Désormais, les relations entre la clinique, le médecin et les compléments alimentaires sont strictement réglementées.
Selon l'article 74 de la loi fédérale 323 :
Les professionnels de santé et les directeurs de cliniques n'ont pas le droit d'accepter de la part d'organisations qui développent et/ou commercialisent des compléments alimentaires des cadeaux, de l'argent, y compris des rémunérations, et même la participation à des événements de divertissement aux frais de ces entreprises.
⛔️Les accords/contrats de promotion sont interdits.
⛔️Recevoir des échantillons est interdit ;
⛔️Organiser des réunions et recevoir des représentants d'entreprises est interdit ;
⛔️Les formulaires/ordonnances avec publicité pour des compléments sont interdits.
De plus, une liste de critères de qualité pour les compléments alimentaires a été préparée (au moins trois) :
⁃ l'entreprise dispose d'un système de management de la qualité (facile et peu coûteux à mettre en place),
⁃ une documentation technique tenant compte de l'analyse des risques (également à compléter),
⁃ la présence de publications avec analyse des données sur la composition, les dosages et les interactions médicamenteuses des compléments,
⁃ l'inclusion des composants du complément dans les recommandations cliniques du ministère de la Santé ou d'une association médicale internationale,
⁃ la présence d'études menées par les fabricants prouvant un effet positif sur la santé et la nature de l'interaction avec les aliments, les médicaments et les dispositifs médicaux.
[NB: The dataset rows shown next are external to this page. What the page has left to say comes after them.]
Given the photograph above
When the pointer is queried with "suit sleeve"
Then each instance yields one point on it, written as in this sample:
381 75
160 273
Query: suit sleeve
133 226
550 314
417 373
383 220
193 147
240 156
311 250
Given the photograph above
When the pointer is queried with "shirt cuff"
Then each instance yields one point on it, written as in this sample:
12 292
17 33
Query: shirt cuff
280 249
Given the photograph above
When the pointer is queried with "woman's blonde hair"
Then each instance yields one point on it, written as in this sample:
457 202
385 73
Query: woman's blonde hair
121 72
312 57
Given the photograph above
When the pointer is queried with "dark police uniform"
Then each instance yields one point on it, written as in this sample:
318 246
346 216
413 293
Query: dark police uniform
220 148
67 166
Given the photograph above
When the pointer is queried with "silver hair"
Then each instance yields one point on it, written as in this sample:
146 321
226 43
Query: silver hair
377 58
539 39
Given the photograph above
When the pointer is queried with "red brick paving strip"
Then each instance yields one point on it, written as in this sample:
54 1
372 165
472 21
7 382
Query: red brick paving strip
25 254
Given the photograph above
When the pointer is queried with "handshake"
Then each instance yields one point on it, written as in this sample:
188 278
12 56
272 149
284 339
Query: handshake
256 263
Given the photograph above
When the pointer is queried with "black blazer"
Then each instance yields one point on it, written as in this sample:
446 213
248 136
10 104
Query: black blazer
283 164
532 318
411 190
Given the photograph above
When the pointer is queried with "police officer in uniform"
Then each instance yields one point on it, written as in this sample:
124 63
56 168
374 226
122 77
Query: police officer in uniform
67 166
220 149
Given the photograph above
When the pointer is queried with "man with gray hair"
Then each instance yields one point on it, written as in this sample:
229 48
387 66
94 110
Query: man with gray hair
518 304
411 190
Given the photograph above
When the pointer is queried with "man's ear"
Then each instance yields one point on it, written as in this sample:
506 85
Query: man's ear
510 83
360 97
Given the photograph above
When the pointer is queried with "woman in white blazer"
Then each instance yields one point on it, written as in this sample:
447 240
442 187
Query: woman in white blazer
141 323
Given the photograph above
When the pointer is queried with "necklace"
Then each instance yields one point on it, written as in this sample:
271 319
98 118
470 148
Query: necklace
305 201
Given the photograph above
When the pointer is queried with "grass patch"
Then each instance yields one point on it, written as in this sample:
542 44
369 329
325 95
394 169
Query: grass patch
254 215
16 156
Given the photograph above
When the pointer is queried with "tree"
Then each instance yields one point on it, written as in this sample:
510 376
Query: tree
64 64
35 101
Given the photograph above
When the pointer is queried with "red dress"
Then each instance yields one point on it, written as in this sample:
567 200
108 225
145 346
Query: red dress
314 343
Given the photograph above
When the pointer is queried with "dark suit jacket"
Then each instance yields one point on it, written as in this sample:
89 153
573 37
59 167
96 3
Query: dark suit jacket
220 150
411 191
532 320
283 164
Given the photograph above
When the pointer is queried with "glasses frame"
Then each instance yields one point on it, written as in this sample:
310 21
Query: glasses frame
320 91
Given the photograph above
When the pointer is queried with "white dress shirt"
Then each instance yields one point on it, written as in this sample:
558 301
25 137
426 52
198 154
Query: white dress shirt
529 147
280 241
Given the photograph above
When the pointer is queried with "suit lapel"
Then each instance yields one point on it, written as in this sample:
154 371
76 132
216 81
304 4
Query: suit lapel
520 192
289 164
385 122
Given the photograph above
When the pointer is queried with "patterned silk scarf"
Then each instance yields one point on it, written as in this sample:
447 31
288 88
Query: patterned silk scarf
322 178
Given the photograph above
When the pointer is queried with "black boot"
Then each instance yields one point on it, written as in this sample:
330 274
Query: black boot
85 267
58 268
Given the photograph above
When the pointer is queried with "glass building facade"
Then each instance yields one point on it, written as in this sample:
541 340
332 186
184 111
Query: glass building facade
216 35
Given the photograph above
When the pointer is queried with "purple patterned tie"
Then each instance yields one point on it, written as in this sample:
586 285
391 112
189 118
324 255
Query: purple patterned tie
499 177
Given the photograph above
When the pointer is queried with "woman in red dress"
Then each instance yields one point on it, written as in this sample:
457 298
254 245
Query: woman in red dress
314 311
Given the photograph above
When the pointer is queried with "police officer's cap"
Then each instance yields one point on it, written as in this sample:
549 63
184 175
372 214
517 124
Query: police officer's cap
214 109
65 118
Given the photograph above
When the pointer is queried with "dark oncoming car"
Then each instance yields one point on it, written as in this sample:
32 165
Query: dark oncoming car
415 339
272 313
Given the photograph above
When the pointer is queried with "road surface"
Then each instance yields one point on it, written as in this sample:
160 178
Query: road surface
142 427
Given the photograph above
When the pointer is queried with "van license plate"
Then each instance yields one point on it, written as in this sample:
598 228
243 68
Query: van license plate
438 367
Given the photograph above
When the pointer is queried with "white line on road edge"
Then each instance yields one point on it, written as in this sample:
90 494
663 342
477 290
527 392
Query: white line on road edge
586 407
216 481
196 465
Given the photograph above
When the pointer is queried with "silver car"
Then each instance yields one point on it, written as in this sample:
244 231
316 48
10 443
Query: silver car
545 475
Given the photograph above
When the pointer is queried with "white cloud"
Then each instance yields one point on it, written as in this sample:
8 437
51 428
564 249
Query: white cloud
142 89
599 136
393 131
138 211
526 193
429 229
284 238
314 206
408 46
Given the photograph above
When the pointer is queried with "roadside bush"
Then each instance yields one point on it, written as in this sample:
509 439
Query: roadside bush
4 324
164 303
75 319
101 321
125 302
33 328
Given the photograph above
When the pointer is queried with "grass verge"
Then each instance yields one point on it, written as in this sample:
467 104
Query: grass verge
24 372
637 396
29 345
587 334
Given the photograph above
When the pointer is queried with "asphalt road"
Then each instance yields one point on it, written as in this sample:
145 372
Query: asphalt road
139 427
😳Ainsi, selon ce projet de loi, on peut faire passer n'importe quel complément chroniquement toxique :
on obtient le SMQ (+1),
on rédige une documentation indiquant qu'il y a un risque et qu'il faut lire la notice / consulter un médecin dès les premiers effets secondaires (+2),
on sponsorise une étude scientifique sur la fréquence de prescription de notre complément via un questionnaire en ligne auprès d'une petite association de médecins peu fortunée - on rédige des recommandations cliniques (+3). ✅
😆Eh bien, il ne faut pas mener d'essais cliniques conformes à la Déclaration d'Helsinki :
contrôle par placebo, randomisés, en aveugle
et en plus sur la compatibilité avec les médicaments ; c'est compliqué et coûteux - cela coûterait des centaines de millions.
Pourtant, dans la loi sur la publicité :
La publicité des compléments alimentaires ne doit pas donner l'impression qu'ils sont des médicaments ou qu'ils possèdent des propriétés curatives.
Un médecin peut prescrire des compléments alimentaires. Selon les indications.
Et les indications sont définies dans la notice, comme le souhaite le fabricant. Oui, il n'est pas nécessaire de prouver l'effet.
Le médecin est condamné à accepter la campagne publicitaire du complément et sera contraint de le prescrire à son patient pour ne pas être puni.
Il est pratiquement impossible de trouver rapidement des informations actualisées et de les donner au patient - sans accès aux bases de données des véritables essais cliniques des compléments.
💊Il semble que chacun décide pour lui-même comment ne pas « ajouter » de problèmes à son alimentation.